Posts Tagged ‘Dio

20
Giu
13

Per essere discepoli del Cristo

12a Domenica – Tempo Ordinario – Anno C

Seguire Cristo comporta alcune condizioni, che vanno ben comprese in profondità, al di là delle apparenze, come il coraggio di “prendere la propria croce”.

Letture: Zc 12, 10-11; 13,1; Sal 62; Gal 3,26-29; Lc 9,18-24

Dopo un breve sondaggio su ciò che le folle pensano di lui, dagli esiti di per sé molto lusinghieri (“Giovanni il Battista; altri dicono Elìa; altri uno degli antichi profeti che è risorto”), ma assolutamente insufficienti, Gesù, per bocca di Pietro, ottiene dai suoi discepoli la risposta giusta: “Tu sei il Cristo di Dio”.

“Cristo” per noi è una parola usurata, di scarso significato, abbinata a Gesù come se ne fosse il cognome. Per i suoi discepoli, come per tutti gli ebrei, il Cristo è l’unto del Signore, il Messia, colui che Dio ha promesso per liberare il suo popolo; colui al quale tutti guarderanno come il serpente innalzato da Mosè nel deserto per avere salvezza (Prima lettura).

I discepoli, però, come tutti gli ebrei, pensano a un Messia glorioso.Gesù lo a bene. Per questo cerca di far cambiare idea ai suoi amici, rivelando di essere l’esatto contrario di ciò che pensano, cioè il Figlio dell’uomo, l’inviato di Dio messo a morte, che “deve soffrire molto, essere rifiutato dagli anziani, dai capi dei sacerdoti e dagli scribi, venire ucciso e risorgere il terzo giorno”.

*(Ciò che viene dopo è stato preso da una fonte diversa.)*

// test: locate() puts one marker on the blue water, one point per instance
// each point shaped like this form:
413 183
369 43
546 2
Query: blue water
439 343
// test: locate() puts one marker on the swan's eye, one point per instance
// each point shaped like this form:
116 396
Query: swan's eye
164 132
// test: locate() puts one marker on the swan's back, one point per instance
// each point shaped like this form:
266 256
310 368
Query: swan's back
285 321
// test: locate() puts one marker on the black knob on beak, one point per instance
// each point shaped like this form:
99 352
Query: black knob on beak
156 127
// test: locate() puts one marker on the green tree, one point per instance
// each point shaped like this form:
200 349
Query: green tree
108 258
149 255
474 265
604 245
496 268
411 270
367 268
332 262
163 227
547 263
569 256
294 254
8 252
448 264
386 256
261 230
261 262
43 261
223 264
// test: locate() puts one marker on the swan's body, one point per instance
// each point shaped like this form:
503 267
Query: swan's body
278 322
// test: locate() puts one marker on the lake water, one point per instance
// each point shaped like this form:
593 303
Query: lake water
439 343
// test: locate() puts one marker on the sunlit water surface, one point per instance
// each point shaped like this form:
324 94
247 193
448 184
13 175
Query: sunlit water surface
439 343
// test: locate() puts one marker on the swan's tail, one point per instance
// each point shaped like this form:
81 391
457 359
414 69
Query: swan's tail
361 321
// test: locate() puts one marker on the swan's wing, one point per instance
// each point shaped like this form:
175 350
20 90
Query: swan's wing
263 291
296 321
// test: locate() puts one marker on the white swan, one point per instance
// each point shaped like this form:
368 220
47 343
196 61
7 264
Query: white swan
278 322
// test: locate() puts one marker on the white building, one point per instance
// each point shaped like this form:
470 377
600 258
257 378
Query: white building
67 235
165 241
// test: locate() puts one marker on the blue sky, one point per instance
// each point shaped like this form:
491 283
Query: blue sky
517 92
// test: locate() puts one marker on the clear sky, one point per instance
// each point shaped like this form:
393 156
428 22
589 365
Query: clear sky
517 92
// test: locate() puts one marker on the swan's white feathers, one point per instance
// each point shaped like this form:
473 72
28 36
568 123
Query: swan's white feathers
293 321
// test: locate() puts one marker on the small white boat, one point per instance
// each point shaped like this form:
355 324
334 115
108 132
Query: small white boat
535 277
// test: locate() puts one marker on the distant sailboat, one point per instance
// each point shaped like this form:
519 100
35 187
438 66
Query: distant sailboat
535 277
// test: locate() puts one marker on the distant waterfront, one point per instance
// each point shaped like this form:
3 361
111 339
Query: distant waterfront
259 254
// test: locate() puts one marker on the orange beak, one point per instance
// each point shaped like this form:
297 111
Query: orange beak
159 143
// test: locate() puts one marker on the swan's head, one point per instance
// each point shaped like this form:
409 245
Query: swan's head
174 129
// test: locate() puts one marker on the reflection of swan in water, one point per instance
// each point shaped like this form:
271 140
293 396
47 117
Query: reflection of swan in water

Fatta questa rivelazione, che i discepoli accetteranno soltanto dopo la risurrezione, Gesù espone le condizioni per diventare suoi discepoli.

La prima è:Se qualcuno vuol venire dietro a me, rinneghi se stesso”.

Rinnegare se stesso! Non suona bene alle nostre orecchie. Sa di svuotamento delle proprie potenzialità umane, di rinuncia alla bellezza e alla gioia della vita, di rassegnazione a essere non protagonisti, ma panchinari.
Il significato non può essere questo, perché Gesù ha vissuto una vita buona, positiva, coraggiosa, da protagonista. E anche bella: si è circondato di amici e amiche; ha gradito inviti a pranzo e l’ospitalità; ha ammirato le cose belle del creato.
Rinnegare se stesso significa rinunciare all’illusione di essere i padroni di se stessi; di poter mangiare dall’albero proibito, decidendo autonomamente il bene e il male nell’illusione di diventare dio.

Rinnegare se stesso significa abbandonare l’egocentrismo e l’egoismo per evitare di ritrovarsi nudi e vergognosi in mezzo agli alberi del giardino.
Rinnegare se stesso significa uscire fuori dalla meschinità del proprio egoismo per mettere, come Gesù, i doni di Dio a servizio di tutti i suoi figli, affinché, al di là delle differenze di sesso (né uomo né donna), di cultura e di religione (né giudeo né greco), di condizione sociale (né schiavo né libero) tutti diventino uno nel Figlio.

La seconda:Se qualcuno vuol venire dietro a me, prenda la sua croce”.

Prendere la croce… Di fronte a questa condizione, le sensazioni diventano anche più preoccupate, perché si pensa subito alla croce del calvario, intesa come sconfitta e accettazione passiva della sofferenza, o addirittura come punizione. E’ questa interpretazione che ha dato origine a modi di dire tristemente diffusi tra i cristiani: “Mi è capitata questa croce…”, “il Signore mi ha mandato questa croce…”; o peggio: “Cosa ho fatto per meritare questa croce?”.
Gesù non era ancora finito sulla croce, perciò questa non è la croce del calvario. Inoltre Gesù non dice: “Prenda la mia croce”, ma “la sua”, quella di ciascuno.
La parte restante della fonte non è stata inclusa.